Note that I am not setting the tactics, techniques and severity since all of these properties are going to be overridden later on in the detection.
The query is pretty straightforward: we want to get all the “Suspicious authentication activity” alerts coming from Microsoft Defender for Cloud.
| where ProductName == "Azure Security Center"
| extend alertWasCustomized = bag_has_key(todynamic(ExtendedProperties), "OriginalProductName")
| where alertWasCustomized == false
| where AlertType == 'VM_LoginBruteForceValidUserFailed'
Note that since we are using KQL to create the incidents from the MDC alerts we can practically do everything we want – filtering, enrichments etc.
The entities: Now we encounter our second challenge: the entities. Entities are very important to the investigation process, and we would like to have the entities on the correlated incident. Since parsing the entities JSON can be very challenging, we will use the ‘Sentinel entities’ mapping that will parse it automatically for us.
On the image we can see that we use the entities column as an input for the ‘Sentinel entities’ automatic parser.
The alert details: Since we are creating the incidents using scheduled analytics rules, we will have many of the alert properties set to default values. Now the original MDC alert had many properties that contain data essential for the investigation, such as name, description, Provider name and Remediation Steps. We will use the dynamic alert details capability to map the missing data from the original MDC alert to the new alert we are creating.
Event grouping - Alert per row Since we are working with alerts, we want each one of the query results to create a new alert that later on will be grouped together.

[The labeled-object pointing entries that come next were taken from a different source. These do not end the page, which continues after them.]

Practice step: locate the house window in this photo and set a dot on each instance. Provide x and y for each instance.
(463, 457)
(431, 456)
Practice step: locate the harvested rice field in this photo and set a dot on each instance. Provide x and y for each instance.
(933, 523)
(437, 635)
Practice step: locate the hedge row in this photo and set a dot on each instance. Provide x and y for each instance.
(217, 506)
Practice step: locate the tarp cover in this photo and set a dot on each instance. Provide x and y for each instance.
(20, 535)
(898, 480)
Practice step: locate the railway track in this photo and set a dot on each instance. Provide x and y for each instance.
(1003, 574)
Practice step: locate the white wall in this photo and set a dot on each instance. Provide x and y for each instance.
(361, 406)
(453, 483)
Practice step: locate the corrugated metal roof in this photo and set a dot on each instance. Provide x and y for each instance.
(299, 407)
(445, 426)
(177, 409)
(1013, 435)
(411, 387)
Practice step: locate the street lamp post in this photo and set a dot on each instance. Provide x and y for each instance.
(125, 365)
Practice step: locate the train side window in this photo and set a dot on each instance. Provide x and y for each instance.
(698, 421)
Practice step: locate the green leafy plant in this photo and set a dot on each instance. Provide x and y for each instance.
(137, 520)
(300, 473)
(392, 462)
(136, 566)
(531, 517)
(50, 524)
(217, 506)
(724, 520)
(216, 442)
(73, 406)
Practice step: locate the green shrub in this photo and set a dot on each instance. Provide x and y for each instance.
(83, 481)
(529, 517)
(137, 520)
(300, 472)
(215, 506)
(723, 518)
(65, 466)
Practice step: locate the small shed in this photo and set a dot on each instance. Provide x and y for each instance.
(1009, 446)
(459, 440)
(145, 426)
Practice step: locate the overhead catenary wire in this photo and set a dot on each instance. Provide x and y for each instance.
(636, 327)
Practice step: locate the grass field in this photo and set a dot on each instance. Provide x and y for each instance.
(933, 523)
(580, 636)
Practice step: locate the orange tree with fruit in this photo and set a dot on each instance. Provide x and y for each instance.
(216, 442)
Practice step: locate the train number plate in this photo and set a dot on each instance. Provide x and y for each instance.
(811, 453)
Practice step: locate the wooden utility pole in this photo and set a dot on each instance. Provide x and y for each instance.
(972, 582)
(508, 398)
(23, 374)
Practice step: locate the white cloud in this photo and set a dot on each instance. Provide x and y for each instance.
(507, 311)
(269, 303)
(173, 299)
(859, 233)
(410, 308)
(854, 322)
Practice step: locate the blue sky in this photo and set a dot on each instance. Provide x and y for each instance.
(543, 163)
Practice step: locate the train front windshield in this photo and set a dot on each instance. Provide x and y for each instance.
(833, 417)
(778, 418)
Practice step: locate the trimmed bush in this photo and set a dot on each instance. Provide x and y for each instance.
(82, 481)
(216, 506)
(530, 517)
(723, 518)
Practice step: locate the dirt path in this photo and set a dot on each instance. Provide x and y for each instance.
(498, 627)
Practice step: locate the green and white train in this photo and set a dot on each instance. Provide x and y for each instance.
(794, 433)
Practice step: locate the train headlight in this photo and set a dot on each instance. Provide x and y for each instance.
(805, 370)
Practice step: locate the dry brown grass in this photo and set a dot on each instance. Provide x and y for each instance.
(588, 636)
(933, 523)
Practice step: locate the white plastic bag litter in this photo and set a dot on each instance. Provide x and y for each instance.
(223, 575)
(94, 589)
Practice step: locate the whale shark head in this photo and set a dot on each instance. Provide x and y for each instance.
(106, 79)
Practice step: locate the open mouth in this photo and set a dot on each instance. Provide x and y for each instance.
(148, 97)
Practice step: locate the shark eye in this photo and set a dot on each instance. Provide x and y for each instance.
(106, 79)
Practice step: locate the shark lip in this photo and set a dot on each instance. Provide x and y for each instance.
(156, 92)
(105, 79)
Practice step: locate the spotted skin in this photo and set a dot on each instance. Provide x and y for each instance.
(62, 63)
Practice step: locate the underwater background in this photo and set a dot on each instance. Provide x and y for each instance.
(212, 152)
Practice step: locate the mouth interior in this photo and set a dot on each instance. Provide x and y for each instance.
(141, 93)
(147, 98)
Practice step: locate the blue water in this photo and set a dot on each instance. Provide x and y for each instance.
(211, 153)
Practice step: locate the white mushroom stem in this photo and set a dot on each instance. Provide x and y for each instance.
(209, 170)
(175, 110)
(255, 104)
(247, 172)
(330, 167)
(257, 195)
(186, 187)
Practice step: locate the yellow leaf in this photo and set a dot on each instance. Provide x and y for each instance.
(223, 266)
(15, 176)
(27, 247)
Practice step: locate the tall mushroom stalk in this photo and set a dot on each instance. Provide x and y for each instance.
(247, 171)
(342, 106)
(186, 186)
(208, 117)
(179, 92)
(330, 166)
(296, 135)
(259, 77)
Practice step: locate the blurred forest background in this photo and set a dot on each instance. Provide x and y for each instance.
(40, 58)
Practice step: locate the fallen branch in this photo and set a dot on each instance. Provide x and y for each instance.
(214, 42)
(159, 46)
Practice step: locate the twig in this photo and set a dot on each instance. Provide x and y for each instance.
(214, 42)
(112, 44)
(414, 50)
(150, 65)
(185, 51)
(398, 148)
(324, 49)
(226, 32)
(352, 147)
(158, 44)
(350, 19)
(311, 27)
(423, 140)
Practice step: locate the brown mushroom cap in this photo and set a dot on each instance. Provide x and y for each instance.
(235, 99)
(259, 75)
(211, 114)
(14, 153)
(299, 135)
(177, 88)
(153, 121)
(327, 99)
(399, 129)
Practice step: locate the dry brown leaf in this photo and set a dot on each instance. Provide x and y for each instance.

Correlation We want to correlate all alerts generated together with the same entities into a single incident. To do so we will use the grouping configuration found on the analytics rules.
The alert The alert created will have the newly set properties and some properties from the scheduled rules that we didn’t override.
And we can see that the incident correlated multiple alerts by entities.
You can do a lot more with this! In this blog post we covered how we can use the new dynamic alert properties for correlated alerts from Microsoft Defender for Cloud. The fact that alerts now contain all required information for investigation will reduce the MTTR. In this example we covered how we correlate MDC alerts, but dynamic alert properties can be used in multiple scenarios like non-Microsoft alerts correlation, enrichments, alert correlation and customizing alert properties.